Tuesday, February 9, 2016

The Countries With the Highest Taxes in the World

When it comes to the countries with the highest taxes in the world, most people imagine a simple list that can be ordered from highest to lowest. In reality, there are multiple forms of taxation to consider, from the dreaded personal income tax to corporate taxation. As such, while one country may have a surprisingly low income tax, it could still lead the world in terms of corporate taxation. This all makes getting to the bottom of where people pay the highest taxes rarely as simple as it initially may seem. 

Personal Tax Rates

Image courtesy Tax Credits | Flickr
Coming in at number one on the list of countries around the world with the highest personal tax rates is the nation of Aruba. Aruba is an island country governed by the Netherlands that has a hefty tax rate of 58.95 percent on all personal income over $171,149. Although Aruba has the highest income tax rate in the world, its citizens have the lowest average income compared to the other countries with the top 10 highest income taxes. Because the population of Aruba only earns an average of $23,000 annually, wealthier residents are expected to pay more to make up the difference. Offering some financial relief are Aruba's generous tax policies for married couples, who receive a 3 percent tax break. Workers in Aruba can also rest easy knowing that employers cover their Social Security contributions, leaving more of their paychecks in the bank.

Corporate Tax Rates

The United Arab Emirates has the highest corporate tax rate in the world at 55 percent. Out of 163 nations reviewed by the Organization for Economic Cooperation and Development, this figure is much higher than the nation of Chad, which has a corporate tax rate of 40 percent. The United States is another top contender with a corporate tax rate of 39.1 percent. It's worth noting that the United Arab Emirates — which is actually a federation of seven different Emirates — makes up for its high corporate tax rate by not imposing a federal corporate income tax. Instead, most of the emirates impose more forgiving individual tax decrees that vary up to 55 percent. Corporations that produce oil, gas and other natural resources from the area also face harsher tax penalties.

Overall Tax Rates

When it comes to the highest overall tax rates, Italy ranks at the top with a rate of 50.59 percent. While Italian workers are expected to give the government more than half of their paychecks, this high rate applies after Social Security contributions have been paid. Italian tax rates are even higher than they seem at first glance when you consider how little an Italian citizen has to earn in order to qualify for the highest tax rate. Italy's highest tax rates kick in at $125,000, while the United Kingdom's top rate of 45 percent begins at an income level of approximately $250,000. European countries tend to have higher overall tax rates than others around the world, but these rates vary. Each country has its own set of rules governing Social Security contributions, payroll taxes, and other financial exemptions the country's residents may be entitled to.

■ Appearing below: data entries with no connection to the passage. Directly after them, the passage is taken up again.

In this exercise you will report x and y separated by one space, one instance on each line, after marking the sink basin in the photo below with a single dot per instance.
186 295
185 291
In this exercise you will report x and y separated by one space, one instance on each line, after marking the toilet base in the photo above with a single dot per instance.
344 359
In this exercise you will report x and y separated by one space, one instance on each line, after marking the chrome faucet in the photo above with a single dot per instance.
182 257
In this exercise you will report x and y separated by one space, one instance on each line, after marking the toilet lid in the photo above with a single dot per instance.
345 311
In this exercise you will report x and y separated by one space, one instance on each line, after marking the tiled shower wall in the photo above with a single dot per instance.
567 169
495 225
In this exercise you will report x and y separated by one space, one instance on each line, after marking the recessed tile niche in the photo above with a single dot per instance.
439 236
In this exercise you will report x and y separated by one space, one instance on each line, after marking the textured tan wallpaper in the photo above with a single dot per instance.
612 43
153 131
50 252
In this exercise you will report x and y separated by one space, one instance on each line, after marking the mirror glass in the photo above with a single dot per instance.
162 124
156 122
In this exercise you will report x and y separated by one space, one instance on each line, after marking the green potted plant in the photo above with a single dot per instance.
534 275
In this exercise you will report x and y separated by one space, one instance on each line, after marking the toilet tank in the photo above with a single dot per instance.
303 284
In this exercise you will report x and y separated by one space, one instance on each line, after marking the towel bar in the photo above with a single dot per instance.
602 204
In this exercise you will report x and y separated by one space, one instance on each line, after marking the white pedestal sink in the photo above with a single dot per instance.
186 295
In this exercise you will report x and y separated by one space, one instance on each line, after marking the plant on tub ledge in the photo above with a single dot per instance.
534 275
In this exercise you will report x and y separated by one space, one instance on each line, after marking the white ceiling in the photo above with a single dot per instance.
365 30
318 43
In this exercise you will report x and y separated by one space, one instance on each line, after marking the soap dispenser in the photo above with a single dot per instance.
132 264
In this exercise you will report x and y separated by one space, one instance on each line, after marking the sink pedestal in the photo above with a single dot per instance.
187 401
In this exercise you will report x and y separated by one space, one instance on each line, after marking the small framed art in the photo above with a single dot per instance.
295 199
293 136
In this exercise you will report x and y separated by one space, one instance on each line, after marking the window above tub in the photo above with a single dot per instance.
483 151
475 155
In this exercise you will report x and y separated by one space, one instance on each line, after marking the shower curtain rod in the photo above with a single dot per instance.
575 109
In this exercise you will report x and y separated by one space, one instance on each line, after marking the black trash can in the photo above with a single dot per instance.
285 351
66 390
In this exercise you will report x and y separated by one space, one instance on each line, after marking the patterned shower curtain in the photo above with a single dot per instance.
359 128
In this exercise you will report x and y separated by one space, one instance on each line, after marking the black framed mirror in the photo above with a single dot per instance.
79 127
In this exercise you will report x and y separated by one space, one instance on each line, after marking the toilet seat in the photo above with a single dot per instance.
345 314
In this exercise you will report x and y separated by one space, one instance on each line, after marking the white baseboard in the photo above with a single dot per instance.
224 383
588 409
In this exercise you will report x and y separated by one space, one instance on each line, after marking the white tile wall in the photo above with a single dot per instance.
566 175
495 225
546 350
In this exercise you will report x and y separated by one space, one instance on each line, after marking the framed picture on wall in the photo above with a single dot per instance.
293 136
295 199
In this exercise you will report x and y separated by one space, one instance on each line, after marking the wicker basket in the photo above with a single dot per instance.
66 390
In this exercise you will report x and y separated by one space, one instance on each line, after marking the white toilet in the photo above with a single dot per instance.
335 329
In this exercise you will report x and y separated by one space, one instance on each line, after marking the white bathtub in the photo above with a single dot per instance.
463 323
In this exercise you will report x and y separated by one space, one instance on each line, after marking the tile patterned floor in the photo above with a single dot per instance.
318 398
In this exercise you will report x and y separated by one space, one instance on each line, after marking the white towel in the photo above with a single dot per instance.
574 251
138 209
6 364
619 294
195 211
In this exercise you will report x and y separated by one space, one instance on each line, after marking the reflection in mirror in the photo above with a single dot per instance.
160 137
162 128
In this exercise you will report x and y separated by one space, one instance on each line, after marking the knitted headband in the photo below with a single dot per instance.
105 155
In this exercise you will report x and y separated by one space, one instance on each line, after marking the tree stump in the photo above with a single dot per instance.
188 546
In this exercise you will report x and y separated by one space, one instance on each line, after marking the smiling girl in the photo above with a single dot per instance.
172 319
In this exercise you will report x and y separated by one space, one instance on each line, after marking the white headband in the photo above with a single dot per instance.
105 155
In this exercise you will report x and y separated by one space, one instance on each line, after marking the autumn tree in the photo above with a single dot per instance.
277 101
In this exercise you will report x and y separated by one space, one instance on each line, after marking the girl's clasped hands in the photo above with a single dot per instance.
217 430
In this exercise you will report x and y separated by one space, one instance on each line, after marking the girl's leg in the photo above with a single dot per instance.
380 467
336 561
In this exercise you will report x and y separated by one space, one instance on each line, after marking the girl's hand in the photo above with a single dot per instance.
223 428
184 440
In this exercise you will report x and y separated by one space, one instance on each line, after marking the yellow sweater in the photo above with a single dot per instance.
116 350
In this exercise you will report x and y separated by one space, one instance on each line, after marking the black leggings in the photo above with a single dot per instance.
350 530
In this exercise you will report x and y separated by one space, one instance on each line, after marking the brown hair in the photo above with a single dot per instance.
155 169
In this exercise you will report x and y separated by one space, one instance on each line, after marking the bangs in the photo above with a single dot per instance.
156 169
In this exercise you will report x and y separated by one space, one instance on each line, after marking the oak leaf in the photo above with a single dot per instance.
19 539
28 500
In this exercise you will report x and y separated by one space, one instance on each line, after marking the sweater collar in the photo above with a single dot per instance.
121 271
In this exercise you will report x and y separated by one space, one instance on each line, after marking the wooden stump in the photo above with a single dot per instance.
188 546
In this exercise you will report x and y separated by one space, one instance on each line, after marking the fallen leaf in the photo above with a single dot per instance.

Tax Rates in the United States

While the United States doesn't make the top of any list for the highest tax rates, it ranks highly in each of the prior categories. United States workers in the highest tax bracket take home only 60.56 percent of their earnings, according to New York State Tax. Compared to Aruba, the highest American income tax rate is 39.6 percent. The second highest income tax bracket in the United States is still 35 percent. The United States falls behind Italy, India, the United Kingdom, France, Canada, Japan, and Australia for income tax rates. While the United States ranks third in terms of corporate tax rates — at 39.1 percent — the country is also a world leader in corporate tax deductions. These deductions mean that corporations generally pay less to operate their businesses in the United States than they do in most European nations. United States tax law is also unique in that state taxes play such a large role in what each corporation pays. Some states have corporate tax rates that are generous enough to make up for higher federal tax rates, giving businesses more incentive to keep their operations in the country. Tax laws between states can vary as widely as tax laws between countries. Comparing tax rates around the world requires a broad approach that keeps in mind how different various forms of taxation can be. From income brackets to state policy, the amount individuals and corporations actually pay in each country isn't always the figure seen on paper. Understanding the way these dynamics work with each other goes a long way towards understanding the truth about which nations really have the highest taxes in the world.